Brown also reported that students who refrained from speaking but still asked questions about the language, took notes, or looked up words all failed to surpass his level of ability, and some of those who refrained from speaking and all these things still failed to surpass him. In order to experience his version of the natural approach for himself, Brown attempted to learn the Shantou dialect of Chinese by setting up classes with the same format of the AUA natural approach Thai classes. He found that as a linguist he was unable to stop himself from analyzing the language he was hearing, and said this interfered with developing the ability to use the language like a native speaker.
From his experience and observations Brown concluded that, contrary to the critical period hypothesis for second language acquisition, where adults have lost the ability that children have to learn languages to a native-like level without apparent effort, adults actually obstruct this ability when learning a new language through using abilities they have gained to consciously practice and think about language.
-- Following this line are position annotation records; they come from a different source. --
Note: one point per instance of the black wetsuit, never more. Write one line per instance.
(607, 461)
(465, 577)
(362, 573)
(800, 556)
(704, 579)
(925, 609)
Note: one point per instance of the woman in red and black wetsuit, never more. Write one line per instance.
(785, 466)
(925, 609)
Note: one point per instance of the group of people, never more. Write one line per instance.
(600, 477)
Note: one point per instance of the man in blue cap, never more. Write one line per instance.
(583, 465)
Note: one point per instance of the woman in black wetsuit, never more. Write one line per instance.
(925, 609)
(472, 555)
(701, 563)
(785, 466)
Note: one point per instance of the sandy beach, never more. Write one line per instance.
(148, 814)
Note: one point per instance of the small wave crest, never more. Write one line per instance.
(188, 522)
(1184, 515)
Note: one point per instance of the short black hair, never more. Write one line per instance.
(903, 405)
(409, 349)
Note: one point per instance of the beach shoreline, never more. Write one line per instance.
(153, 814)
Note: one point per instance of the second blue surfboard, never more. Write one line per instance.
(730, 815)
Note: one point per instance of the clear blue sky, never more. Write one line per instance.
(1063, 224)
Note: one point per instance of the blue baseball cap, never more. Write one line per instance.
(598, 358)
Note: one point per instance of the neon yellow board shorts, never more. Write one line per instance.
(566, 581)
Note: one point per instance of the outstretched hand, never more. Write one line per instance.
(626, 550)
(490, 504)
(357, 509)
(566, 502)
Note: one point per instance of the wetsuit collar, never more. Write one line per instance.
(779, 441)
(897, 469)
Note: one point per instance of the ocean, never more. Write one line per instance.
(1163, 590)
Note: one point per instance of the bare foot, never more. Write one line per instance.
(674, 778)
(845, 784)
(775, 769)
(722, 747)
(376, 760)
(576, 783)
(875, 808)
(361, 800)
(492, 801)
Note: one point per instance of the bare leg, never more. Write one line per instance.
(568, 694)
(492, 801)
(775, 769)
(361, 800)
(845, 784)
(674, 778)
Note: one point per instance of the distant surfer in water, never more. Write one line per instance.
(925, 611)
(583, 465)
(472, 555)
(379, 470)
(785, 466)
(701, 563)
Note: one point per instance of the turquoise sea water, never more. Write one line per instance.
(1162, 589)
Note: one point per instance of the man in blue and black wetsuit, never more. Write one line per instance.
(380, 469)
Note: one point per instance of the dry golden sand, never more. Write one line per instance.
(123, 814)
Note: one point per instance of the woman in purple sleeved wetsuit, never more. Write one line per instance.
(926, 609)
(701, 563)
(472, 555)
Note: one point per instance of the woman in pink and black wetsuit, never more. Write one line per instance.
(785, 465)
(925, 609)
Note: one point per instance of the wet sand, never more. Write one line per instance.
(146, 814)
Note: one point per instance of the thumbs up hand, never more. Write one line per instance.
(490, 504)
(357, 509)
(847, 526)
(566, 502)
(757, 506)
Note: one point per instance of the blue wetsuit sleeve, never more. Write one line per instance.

Brown retired from AUA in 1995 and returned to the United States. He died on August 29, 2002, at the age of 77.
Brown wrote an autobiography, From the Outside In, detailing his life as a linguist and the development of ALG. This was published posthumously on the Education Resources Information Center (ERIC), an online library sponsored by the Institute of Education Sciences of the United States Department of Education. A longer version was subsequently published on the ALG World website with chapters on Brown's theories about physics, the brain, and other topics.[27]
"I’ve been trying to learn languages and teach them all my life," Brown wrote in the preface of his autobiography. "I spent the war trying to learn [Mandarin] Chinese, and I spent the next 50 years trying to learn 20 more languages and trying to teach two."
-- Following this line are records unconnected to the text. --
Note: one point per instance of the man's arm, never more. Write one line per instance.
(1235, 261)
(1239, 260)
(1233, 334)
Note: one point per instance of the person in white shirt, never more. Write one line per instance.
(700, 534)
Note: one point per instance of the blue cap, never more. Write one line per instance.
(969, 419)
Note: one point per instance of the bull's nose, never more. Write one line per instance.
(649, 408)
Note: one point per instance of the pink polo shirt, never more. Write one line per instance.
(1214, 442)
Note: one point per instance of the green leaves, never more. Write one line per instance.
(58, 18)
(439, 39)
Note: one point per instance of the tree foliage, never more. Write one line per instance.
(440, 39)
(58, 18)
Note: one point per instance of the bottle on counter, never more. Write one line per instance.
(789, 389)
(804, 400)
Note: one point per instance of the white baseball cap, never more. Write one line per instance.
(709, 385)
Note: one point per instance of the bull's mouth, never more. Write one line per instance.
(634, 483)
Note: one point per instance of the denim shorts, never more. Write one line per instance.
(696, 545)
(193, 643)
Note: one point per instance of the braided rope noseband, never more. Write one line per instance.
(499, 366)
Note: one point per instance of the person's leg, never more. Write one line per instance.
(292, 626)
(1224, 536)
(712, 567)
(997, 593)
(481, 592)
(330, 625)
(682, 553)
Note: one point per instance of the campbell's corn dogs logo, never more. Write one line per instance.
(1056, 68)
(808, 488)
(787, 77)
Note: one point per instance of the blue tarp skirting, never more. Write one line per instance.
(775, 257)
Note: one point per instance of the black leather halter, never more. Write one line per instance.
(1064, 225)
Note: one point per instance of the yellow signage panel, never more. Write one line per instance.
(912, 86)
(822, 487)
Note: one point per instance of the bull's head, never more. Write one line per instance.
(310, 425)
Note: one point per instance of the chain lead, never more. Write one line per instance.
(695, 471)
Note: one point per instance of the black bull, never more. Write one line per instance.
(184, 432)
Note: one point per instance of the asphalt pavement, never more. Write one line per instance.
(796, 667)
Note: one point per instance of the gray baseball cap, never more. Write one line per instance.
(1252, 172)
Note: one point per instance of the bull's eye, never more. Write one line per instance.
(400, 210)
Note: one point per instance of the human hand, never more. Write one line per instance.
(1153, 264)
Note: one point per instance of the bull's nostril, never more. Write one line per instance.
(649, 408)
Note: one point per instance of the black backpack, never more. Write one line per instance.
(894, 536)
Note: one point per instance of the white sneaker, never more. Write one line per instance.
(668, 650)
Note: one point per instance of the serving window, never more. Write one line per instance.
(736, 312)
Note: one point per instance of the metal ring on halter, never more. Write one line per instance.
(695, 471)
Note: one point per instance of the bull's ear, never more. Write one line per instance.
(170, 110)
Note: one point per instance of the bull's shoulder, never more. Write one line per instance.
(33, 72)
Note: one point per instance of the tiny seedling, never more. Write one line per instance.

Brown studied Latin in high school and French, Spanish, and Italian in the late 1940s at the University of Utah. He both studied and taught Thai and Burmese at Cornell. He had also studied German and Indonesian. When he taught Thai and English at AUA using his structural approach, he studied Vietnamese to remind him how it felt for students who were beginners at Thai. Returning to the University of Utah in the early 1980s, he studied Japanese and again studied Mandarin. In the 1990s he attempted to learn the Shantou dialect of Chinese by setting up classes that were like his AUA natural approach Thai classes.
According to Brown, while his ability in Thai was reputed as "legendary" and he could be mistaken for a native speaker over the phone, unlike his native English, he had to consciously monitor his production to speak Thai correctly. "When I speak Thai, I think in Thai," he wrote. "When I speak English, I think only in thought—I pay no attention to English."[28] Brown claimed that, in contrast, the ALG approach of implicit learning without study or practice can produce adults who fluently speak a second language like a native speaker without conscious attention to language.